Summary
If I had 1€ for each time someone told me not to complain because I was fortunate to work on my passion, now I could maybe pay a Golden Open Access in a Q1 journal. Precarity defines archaeology today for most professionals. We suffer many problems like unstable work, both in academia (for ECRs at least) and contract; very limited funding that hardly manages to cover basic costs of research; increasing requirements that make people overwork until they burn out or settle (in a context where privilege has a lot to do with the final outcome); just to name a couple of scenarios.We could be comforted in the fact that the whole world is lately like this. But “the sorrow of many is a fool’s consolation” (as we say in Spain). All this situation draws from the neoliberal drift of contemporary Western societies (and, therefore, the world). Archaeology is embedded in the global economy, and this results in a situation we are not fighting at all. If any, once we settle, we reproduce the system as if thinking: “it was hard for me, not gonna make it any better for those behind”.We know what is failing, over the last forty years critical archaeologies have called for action, since the political turn of the 80s to the latest movements on gender, disability or colonialism. Still, the discipline keeps going towards a less reflexive practice as part of some sort of machine that needs to keep running for the benefit of… who?In academic archaeology, the supremacy of techno-science (encouraged by funding and evaluation processes) is hindering work on more reflexive or social lines of research. Precarity lasts longer, with low salaries, untenable mobility and more pressure than ever.

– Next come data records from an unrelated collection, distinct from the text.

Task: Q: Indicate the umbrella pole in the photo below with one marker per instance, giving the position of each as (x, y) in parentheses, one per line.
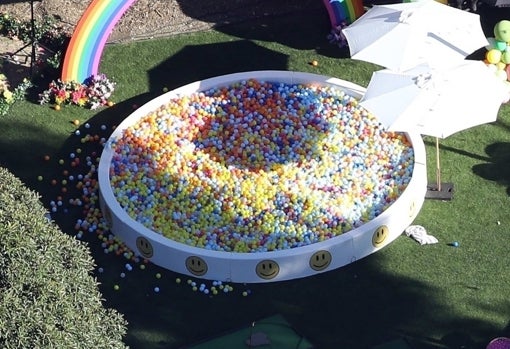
(441, 191)
(438, 166)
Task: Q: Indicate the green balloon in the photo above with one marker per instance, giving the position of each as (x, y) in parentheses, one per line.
(502, 31)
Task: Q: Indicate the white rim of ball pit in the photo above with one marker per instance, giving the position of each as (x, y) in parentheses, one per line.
(284, 264)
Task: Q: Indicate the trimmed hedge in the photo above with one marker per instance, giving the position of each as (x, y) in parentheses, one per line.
(48, 296)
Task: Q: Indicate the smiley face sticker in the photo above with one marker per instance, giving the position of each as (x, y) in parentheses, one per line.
(267, 269)
(196, 265)
(320, 260)
(412, 209)
(380, 236)
(107, 214)
(144, 247)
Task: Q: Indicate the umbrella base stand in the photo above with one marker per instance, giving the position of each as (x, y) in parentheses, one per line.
(446, 192)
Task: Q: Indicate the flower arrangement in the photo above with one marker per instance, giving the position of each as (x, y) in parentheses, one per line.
(92, 94)
(8, 97)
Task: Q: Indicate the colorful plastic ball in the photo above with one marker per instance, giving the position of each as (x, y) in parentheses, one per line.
(493, 56)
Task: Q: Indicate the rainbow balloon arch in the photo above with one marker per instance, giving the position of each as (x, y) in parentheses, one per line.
(82, 61)
(91, 33)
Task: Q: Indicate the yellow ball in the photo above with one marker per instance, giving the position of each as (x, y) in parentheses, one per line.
(500, 66)
(493, 56)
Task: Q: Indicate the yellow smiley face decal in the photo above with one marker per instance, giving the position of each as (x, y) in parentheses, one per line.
(267, 269)
(144, 247)
(380, 236)
(107, 214)
(196, 265)
(320, 260)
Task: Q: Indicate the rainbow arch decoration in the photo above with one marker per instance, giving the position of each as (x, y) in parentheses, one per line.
(343, 12)
(89, 38)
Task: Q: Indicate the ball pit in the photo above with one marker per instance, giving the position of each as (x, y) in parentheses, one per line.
(201, 182)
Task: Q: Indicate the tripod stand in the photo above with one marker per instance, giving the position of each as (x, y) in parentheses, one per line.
(32, 40)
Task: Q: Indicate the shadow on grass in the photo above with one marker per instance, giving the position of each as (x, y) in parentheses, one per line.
(357, 306)
(497, 167)
(215, 60)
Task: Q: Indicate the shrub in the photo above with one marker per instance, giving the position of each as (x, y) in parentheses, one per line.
(48, 296)
(8, 97)
(92, 94)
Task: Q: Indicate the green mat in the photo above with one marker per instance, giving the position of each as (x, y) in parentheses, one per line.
(271, 332)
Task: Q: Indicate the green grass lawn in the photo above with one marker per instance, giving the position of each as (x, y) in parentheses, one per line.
(437, 296)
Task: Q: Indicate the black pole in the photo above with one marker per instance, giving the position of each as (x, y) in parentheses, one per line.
(32, 39)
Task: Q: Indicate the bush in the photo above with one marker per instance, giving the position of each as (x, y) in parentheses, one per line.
(48, 296)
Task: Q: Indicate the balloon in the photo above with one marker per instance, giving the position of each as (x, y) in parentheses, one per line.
(500, 45)
(505, 57)
(502, 31)
(493, 56)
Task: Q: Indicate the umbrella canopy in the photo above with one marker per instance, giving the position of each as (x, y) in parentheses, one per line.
(404, 35)
(435, 102)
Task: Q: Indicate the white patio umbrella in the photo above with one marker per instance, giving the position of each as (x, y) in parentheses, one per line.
(433, 102)
(404, 35)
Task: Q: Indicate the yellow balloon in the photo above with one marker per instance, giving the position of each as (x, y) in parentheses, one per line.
(502, 75)
(500, 66)
(493, 56)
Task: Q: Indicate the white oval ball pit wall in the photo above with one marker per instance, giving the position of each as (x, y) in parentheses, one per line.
(271, 266)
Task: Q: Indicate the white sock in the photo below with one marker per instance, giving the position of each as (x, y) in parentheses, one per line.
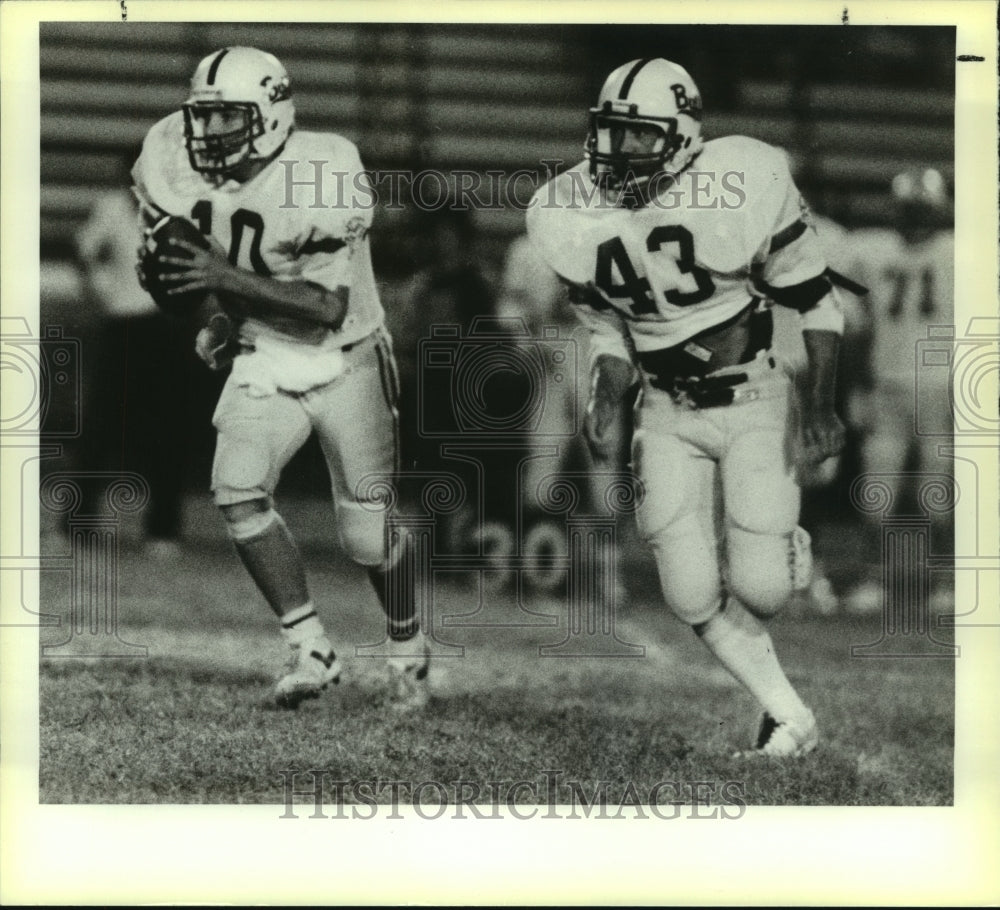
(744, 647)
(301, 625)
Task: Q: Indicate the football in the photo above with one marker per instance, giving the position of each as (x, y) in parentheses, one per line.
(161, 240)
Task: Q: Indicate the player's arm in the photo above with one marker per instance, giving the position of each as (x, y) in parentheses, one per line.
(613, 376)
(793, 274)
(251, 295)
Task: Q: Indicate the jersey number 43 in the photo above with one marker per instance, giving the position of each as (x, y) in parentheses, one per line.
(612, 253)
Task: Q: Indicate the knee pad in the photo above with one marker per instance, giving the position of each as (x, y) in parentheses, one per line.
(761, 570)
(688, 563)
(248, 520)
(361, 531)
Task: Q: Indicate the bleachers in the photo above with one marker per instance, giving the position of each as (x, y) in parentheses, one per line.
(449, 97)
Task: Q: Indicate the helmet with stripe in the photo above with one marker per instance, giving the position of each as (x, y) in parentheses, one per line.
(658, 104)
(240, 109)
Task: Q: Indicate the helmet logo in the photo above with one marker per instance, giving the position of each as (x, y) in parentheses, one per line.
(689, 105)
(278, 91)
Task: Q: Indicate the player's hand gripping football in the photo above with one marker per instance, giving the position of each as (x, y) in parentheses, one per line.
(199, 269)
(822, 435)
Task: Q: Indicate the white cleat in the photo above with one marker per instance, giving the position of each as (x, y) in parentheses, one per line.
(786, 739)
(312, 666)
(408, 667)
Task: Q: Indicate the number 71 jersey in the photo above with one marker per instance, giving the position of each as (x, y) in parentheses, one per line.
(690, 258)
(304, 217)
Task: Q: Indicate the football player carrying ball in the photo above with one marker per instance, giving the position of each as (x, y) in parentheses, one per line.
(673, 250)
(286, 214)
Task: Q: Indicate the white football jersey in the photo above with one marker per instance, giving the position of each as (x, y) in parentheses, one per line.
(684, 262)
(911, 286)
(304, 217)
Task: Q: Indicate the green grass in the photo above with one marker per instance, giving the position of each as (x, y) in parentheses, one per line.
(193, 722)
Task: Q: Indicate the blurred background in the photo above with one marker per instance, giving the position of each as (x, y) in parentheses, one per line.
(853, 106)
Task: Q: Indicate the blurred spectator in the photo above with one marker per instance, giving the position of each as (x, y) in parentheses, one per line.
(449, 288)
(532, 293)
(134, 393)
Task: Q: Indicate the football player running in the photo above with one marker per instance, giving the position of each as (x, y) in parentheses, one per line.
(302, 327)
(672, 248)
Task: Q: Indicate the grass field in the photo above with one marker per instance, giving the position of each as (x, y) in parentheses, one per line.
(193, 722)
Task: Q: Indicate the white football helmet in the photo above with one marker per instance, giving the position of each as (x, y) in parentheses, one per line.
(652, 96)
(240, 109)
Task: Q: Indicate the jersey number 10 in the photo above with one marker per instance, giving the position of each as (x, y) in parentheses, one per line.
(240, 220)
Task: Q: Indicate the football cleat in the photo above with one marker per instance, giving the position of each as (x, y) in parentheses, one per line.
(311, 667)
(408, 667)
(783, 739)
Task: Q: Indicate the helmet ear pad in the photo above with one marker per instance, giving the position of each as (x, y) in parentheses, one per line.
(251, 89)
(216, 153)
(616, 168)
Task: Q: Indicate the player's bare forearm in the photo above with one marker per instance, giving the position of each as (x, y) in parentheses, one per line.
(254, 295)
(822, 431)
(612, 378)
(822, 349)
(245, 293)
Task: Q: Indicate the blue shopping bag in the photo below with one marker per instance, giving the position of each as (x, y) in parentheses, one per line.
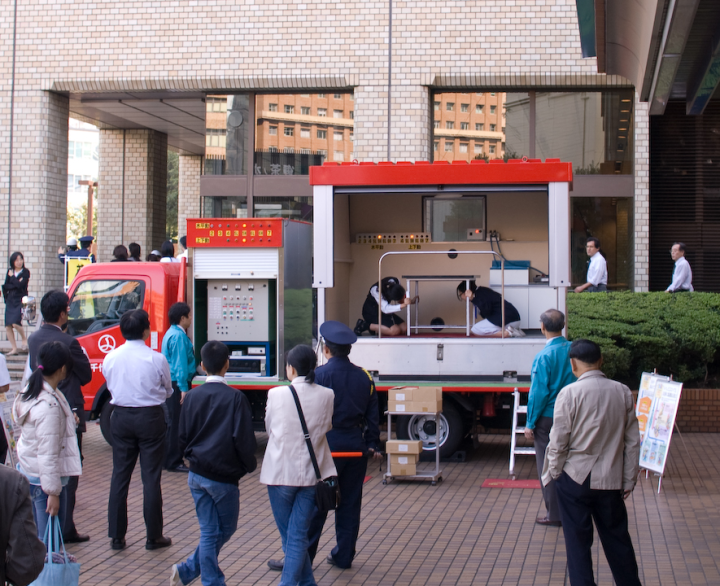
(59, 569)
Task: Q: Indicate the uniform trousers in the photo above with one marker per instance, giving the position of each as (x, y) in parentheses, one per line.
(542, 438)
(579, 506)
(351, 476)
(137, 431)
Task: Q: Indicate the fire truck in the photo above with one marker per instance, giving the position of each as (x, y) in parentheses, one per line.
(264, 285)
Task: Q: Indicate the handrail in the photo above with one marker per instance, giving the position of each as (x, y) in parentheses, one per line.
(467, 312)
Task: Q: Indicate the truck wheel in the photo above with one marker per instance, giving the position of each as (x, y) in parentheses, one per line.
(105, 428)
(424, 427)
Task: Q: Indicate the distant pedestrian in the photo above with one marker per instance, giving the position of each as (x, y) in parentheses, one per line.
(216, 436)
(135, 252)
(287, 468)
(48, 453)
(597, 269)
(682, 273)
(593, 456)
(551, 371)
(120, 254)
(138, 379)
(54, 309)
(23, 553)
(167, 251)
(177, 349)
(14, 289)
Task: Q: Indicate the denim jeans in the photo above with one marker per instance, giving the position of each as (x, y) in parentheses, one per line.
(217, 505)
(39, 500)
(293, 507)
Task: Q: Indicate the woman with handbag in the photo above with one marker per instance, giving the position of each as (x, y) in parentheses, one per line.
(48, 453)
(288, 467)
(14, 289)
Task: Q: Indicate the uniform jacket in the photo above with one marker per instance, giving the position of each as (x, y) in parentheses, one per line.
(23, 554)
(355, 423)
(48, 447)
(287, 459)
(177, 349)
(594, 432)
(80, 374)
(551, 371)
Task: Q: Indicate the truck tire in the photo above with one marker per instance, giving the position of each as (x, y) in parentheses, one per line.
(105, 428)
(422, 427)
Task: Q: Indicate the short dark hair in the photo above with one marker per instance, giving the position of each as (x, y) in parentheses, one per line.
(177, 311)
(303, 359)
(585, 351)
(553, 320)
(135, 250)
(133, 324)
(214, 356)
(53, 304)
(338, 350)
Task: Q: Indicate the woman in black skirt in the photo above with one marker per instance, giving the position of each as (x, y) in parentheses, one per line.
(14, 289)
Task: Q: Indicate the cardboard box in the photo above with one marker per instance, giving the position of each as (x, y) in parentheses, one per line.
(403, 447)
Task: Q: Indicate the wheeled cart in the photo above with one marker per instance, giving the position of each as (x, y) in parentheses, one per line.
(433, 478)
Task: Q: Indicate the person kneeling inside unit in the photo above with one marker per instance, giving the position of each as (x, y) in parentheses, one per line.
(489, 304)
(392, 302)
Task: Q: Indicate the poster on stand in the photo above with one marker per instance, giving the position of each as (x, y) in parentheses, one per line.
(661, 421)
(646, 396)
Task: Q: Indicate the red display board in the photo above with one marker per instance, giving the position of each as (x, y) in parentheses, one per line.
(230, 233)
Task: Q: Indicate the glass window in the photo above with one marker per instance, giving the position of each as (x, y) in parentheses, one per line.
(98, 305)
(450, 220)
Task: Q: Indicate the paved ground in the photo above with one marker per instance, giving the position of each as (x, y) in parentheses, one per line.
(412, 533)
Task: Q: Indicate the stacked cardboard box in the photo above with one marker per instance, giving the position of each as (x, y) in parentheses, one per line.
(404, 455)
(415, 400)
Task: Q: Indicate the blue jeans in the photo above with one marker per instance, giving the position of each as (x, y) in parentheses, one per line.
(39, 500)
(293, 508)
(217, 505)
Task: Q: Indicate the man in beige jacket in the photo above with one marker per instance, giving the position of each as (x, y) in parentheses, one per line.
(593, 456)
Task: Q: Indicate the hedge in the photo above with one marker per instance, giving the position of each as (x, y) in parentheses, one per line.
(678, 333)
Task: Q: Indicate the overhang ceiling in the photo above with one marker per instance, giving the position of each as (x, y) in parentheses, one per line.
(180, 116)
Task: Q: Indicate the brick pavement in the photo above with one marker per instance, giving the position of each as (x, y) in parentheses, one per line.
(413, 533)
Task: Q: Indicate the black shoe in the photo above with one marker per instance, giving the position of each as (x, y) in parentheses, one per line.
(276, 565)
(158, 543)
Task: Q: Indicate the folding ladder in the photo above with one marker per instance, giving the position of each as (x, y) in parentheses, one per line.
(514, 449)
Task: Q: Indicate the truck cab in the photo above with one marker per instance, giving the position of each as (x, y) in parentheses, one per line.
(99, 295)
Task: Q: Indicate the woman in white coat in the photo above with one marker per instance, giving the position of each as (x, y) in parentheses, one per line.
(287, 468)
(48, 453)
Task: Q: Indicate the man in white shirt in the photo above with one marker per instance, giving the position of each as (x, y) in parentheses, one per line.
(682, 273)
(139, 381)
(597, 271)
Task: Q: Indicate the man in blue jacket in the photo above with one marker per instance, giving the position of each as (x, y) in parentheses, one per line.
(551, 371)
(177, 349)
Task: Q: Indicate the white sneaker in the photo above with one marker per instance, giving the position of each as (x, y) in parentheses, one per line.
(175, 577)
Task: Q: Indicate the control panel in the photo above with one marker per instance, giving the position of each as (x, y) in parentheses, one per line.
(239, 310)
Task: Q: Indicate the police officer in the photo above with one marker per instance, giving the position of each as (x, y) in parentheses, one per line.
(354, 429)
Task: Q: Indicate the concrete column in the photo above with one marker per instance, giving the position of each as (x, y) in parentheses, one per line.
(188, 191)
(132, 190)
(38, 210)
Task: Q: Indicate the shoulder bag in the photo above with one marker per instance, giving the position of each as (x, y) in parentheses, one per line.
(327, 491)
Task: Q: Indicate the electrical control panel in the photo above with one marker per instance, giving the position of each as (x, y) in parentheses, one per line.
(239, 310)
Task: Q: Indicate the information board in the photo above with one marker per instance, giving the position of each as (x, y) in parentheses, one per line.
(658, 430)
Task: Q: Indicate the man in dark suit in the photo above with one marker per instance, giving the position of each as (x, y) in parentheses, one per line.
(54, 308)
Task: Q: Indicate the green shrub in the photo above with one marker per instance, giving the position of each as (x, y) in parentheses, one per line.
(678, 334)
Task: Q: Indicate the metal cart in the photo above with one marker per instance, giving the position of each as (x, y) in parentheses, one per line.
(433, 478)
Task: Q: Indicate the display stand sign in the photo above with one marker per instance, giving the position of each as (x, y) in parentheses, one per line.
(660, 423)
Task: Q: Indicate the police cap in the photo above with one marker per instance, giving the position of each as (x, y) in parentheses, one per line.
(337, 333)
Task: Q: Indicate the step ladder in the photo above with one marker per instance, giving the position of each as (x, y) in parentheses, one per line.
(518, 409)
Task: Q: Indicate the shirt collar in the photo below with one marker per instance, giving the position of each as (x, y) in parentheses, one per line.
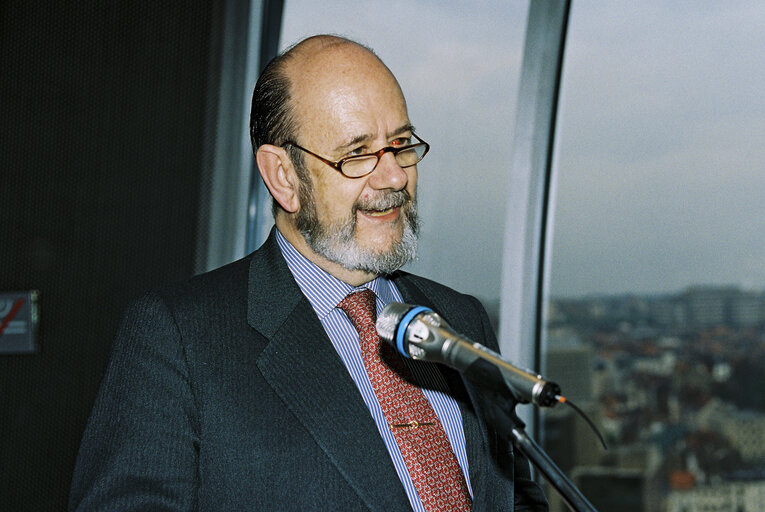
(323, 290)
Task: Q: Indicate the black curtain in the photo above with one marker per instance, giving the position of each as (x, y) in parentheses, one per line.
(104, 143)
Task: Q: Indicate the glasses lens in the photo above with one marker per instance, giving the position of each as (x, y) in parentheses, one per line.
(411, 155)
(356, 167)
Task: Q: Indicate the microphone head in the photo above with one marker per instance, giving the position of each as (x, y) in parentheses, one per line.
(393, 322)
(389, 318)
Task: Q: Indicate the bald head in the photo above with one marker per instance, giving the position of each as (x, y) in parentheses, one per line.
(319, 62)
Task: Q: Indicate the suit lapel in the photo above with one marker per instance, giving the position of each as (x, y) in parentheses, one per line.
(303, 368)
(475, 441)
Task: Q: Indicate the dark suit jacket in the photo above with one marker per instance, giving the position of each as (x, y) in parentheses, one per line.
(224, 393)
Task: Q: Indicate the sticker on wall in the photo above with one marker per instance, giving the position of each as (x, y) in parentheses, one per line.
(18, 322)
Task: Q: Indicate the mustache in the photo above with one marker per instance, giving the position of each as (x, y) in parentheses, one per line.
(384, 201)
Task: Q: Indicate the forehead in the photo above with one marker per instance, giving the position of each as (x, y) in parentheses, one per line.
(344, 92)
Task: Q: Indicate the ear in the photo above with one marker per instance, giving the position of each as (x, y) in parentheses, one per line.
(279, 176)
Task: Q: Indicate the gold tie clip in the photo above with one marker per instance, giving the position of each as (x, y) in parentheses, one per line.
(412, 424)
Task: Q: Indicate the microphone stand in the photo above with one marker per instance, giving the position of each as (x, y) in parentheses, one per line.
(499, 404)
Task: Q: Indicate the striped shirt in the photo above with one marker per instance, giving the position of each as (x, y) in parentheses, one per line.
(325, 292)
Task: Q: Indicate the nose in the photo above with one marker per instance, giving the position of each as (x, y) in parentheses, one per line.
(389, 175)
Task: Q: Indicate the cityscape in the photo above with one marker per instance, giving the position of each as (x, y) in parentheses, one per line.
(675, 384)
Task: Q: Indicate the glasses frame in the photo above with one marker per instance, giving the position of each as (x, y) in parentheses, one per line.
(337, 165)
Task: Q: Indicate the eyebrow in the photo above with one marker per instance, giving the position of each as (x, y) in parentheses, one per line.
(408, 127)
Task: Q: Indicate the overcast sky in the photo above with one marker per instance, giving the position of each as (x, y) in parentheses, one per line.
(660, 157)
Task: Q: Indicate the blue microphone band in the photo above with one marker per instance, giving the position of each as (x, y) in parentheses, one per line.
(404, 324)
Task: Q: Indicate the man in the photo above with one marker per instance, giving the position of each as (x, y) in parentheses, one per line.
(250, 387)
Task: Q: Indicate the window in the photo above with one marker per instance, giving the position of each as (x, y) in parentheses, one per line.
(655, 313)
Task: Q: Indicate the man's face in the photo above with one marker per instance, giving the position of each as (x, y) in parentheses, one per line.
(367, 223)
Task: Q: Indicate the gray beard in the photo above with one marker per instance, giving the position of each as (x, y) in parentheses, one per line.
(337, 241)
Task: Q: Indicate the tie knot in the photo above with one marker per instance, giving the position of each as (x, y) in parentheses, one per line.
(360, 307)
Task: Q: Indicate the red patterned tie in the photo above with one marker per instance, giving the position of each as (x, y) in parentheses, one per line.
(421, 438)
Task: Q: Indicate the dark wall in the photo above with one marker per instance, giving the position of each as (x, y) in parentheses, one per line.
(103, 110)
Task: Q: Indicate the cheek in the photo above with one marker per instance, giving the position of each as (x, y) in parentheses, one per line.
(335, 200)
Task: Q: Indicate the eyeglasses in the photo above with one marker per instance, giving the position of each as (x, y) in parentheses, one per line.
(358, 166)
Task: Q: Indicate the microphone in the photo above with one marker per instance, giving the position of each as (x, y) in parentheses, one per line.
(419, 333)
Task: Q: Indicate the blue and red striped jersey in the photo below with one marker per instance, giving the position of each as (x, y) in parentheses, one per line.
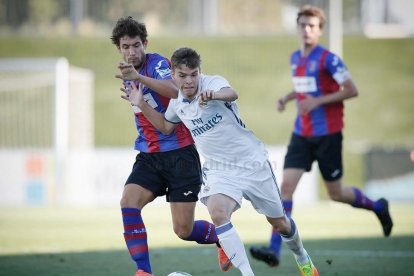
(149, 138)
(320, 73)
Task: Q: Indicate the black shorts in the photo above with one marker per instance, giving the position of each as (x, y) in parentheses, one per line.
(326, 150)
(176, 174)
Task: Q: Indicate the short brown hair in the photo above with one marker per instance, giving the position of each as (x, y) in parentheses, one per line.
(309, 10)
(130, 27)
(185, 56)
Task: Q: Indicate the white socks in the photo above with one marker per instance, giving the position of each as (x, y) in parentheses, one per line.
(234, 248)
(295, 244)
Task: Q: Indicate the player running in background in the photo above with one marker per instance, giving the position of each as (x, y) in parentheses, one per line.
(321, 84)
(236, 162)
(166, 164)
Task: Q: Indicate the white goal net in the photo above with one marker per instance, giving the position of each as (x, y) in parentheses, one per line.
(46, 108)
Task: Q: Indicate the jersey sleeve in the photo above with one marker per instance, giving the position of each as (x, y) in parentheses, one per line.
(336, 68)
(170, 114)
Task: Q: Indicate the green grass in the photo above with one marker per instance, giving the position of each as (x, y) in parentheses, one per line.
(43, 241)
(258, 68)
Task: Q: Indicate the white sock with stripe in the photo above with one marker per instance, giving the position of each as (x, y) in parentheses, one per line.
(233, 246)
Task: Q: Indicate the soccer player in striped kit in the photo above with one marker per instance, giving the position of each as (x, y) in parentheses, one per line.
(321, 84)
(166, 164)
(236, 162)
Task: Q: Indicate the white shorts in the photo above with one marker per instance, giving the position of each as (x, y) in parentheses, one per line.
(258, 186)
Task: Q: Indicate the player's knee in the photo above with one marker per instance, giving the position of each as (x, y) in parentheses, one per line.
(183, 231)
(219, 216)
(128, 201)
(280, 224)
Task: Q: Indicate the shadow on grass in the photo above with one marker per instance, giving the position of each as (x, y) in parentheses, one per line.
(363, 256)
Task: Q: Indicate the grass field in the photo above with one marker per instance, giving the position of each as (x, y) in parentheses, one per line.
(258, 68)
(341, 240)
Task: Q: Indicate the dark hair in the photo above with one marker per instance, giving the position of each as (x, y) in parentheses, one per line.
(308, 10)
(185, 56)
(130, 27)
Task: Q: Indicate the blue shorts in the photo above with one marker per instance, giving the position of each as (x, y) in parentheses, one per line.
(176, 174)
(326, 150)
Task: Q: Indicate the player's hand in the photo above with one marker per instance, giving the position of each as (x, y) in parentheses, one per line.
(308, 104)
(133, 94)
(206, 96)
(128, 72)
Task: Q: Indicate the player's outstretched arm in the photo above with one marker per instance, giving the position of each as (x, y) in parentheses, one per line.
(135, 97)
(225, 94)
(166, 88)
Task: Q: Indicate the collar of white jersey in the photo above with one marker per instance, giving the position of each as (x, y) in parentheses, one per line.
(184, 99)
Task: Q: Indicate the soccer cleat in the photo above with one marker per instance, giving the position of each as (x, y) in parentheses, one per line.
(266, 255)
(307, 269)
(384, 217)
(224, 261)
(141, 272)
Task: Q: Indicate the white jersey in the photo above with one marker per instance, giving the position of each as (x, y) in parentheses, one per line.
(218, 132)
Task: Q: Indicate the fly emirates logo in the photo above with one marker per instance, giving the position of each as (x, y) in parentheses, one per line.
(201, 126)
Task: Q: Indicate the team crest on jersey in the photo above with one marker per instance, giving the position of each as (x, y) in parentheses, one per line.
(312, 66)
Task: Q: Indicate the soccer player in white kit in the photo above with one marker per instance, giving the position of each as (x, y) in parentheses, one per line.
(236, 162)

In commercial archaeology, the temporality and precarity of work are not new, but the alienation in the process keeps raising in a panorama where actual archaeology is less important every day. Reporting on record is not archaeology.And while some would say: “that’s not my reality” I believe this is the reality in most of Europe and most of the world, and we need to call for a halt and reconsider the way archaeology is taking. We do control most of the process, just are not even considering to change it. Why?
Keywords
Archaeology. Precariety. Profession.